Sadly though, these days in employment, it seems that common sense really has taken a back seat. I remember when I first start in an IT job back in 2001 - I was let lose with all the necessary rights to cause a bit of havoc on ours, and customer's networks; but I knew what I should and should not be doing. Today, it seems that unless you have an official document that expressly states DO NOT DO x, y and z - people will cry foul when they are hauled over the coals for being a plonker. Blame claim mindset I suppose.
Is that the issue though? We really don't know what has happened.
Soldato
Yeah. I get OP not wanting to give all the details but without all the context it's hard to give any advice anyways as no-one really knows what happened.
Basically one time while out caring for a 'service user' (basically the disabled person). My 2nd cousin (the guy who is about to get sacked) couldn't reset his Facebook password on his phone so his 'senior' (more experienced carer) offered to reset it via the seniors work laptop. The senior logged into my 2nd cousins account to access the password reset link and in doing so it somehow sent all of the emails and web browsing history that my 2nd cousin accesses at home.
Some time later someone has made an allegation about his internet usage and the company he works for have found that all of his history was in their logs. HR went through the hundreds of pages hes ever been on going back years and found torrent sites and porn sites. They then suspended him pending an investigation into his internet usage. They are computer illiterate it seems and they think he is doing that at work on their laptop despite him not having access to a work laptop, only seniors have it.
The company have 'electronic communication and web usage' policies about accessing websites at work like social media,etc... let alone going on illegal websites and porn. So now they are gearing up to get rid of him because they think he is doing it while at work.
Some time later someone has made an allegation about his internet usage and the company he works for have found that all of his history was in their logs. HR went through the hundreds of pages hes ever been on going back years and found torrent sites and porn sites. They then suspended him pending an investigation into his internet usage.
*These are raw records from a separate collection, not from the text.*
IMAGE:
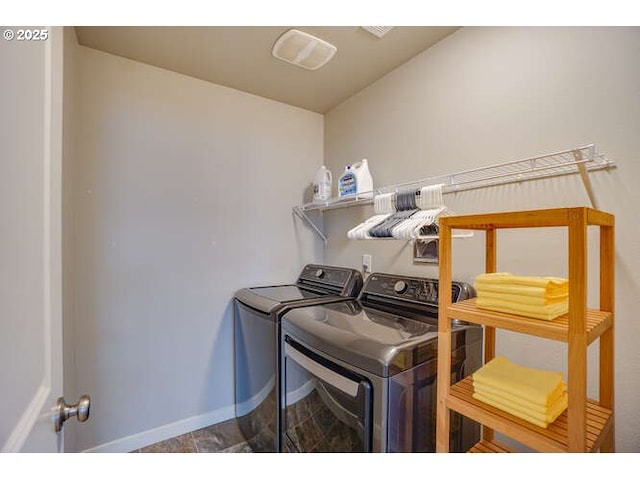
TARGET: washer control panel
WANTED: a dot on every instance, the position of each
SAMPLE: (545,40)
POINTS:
(414,289)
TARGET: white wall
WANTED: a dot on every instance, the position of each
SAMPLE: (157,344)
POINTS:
(182,194)
(488,95)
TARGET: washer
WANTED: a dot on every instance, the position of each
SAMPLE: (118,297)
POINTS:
(360,375)
(257,314)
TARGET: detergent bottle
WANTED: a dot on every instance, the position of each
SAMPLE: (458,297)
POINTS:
(356,179)
(322,185)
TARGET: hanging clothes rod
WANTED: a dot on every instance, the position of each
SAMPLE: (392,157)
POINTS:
(580,160)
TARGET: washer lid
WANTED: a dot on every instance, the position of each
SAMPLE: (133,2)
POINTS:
(270,299)
(378,342)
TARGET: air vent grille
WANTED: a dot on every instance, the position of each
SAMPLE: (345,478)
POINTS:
(303,50)
(378,31)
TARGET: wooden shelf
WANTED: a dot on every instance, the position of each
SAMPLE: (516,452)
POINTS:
(586,425)
(554,217)
(558,329)
(551,439)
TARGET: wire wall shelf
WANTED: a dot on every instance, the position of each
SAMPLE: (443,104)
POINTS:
(580,160)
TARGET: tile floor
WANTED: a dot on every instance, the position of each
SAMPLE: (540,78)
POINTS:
(223,437)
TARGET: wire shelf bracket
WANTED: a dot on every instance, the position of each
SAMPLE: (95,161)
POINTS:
(580,160)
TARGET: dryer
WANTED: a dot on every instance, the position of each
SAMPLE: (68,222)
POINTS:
(360,376)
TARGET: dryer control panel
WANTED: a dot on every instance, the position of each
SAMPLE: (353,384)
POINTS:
(412,289)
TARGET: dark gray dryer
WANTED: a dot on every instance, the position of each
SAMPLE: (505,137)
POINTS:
(257,314)
(360,376)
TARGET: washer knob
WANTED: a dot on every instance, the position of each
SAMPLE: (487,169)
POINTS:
(400,286)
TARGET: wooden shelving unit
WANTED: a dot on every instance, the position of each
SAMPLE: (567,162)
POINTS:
(587,425)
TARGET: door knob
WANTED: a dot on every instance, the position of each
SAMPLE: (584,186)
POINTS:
(64,411)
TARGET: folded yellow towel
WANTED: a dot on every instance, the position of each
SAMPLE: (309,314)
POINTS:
(519,290)
(538,386)
(518,299)
(508,396)
(541,312)
(541,420)
(551,285)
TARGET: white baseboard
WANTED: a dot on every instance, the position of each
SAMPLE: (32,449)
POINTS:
(142,439)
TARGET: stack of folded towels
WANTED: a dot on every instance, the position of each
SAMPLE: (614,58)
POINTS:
(536,396)
(544,298)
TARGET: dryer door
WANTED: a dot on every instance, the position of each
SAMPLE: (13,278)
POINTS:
(327,408)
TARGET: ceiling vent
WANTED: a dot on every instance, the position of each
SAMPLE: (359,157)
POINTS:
(303,50)
(378,31)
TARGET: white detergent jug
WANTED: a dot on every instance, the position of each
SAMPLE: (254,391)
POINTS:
(356,179)
(322,185)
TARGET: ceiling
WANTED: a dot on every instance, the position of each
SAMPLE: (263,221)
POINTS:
(240,57)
They are computer illiterate it seems and they think he is doing that at work on their laptop despite him not having access to a work laptop, only seniors have it.
The company have 'electronic communication and web usage' policies about accessing websites at work like social media,etc... let alone going on illegal websites and porn. So now they are gearing up to get rid of him because they think he is doing it while at work.
Caporegime
Umm, no.
Accessing Facebook won't do that, accessing Facebook then logging into Google on Chrome MIGHT sync stuff, but just resetting your Factbook password won't do that
Accessing Facebook won't do that, accessing Facebook then logging into Google on Chrome MIGHT sync stuff, but just resetting your Factbook password won't do that
Yes they logged into his Gmail to access the password reset link.
I don't know HOW they got it but they have. They wont share.
I don't know HOW they got it but they have. They wont share.
Soldato
If they do, then I would image he will have a very strong case against his dismissal.
I'll say it for the 4th time - get him to ring ACAS for advice, or do it on his behalf/with him present - it's free of charge and wees all over the help a union can give you; at least in my own personal experience (looking at you Unite!).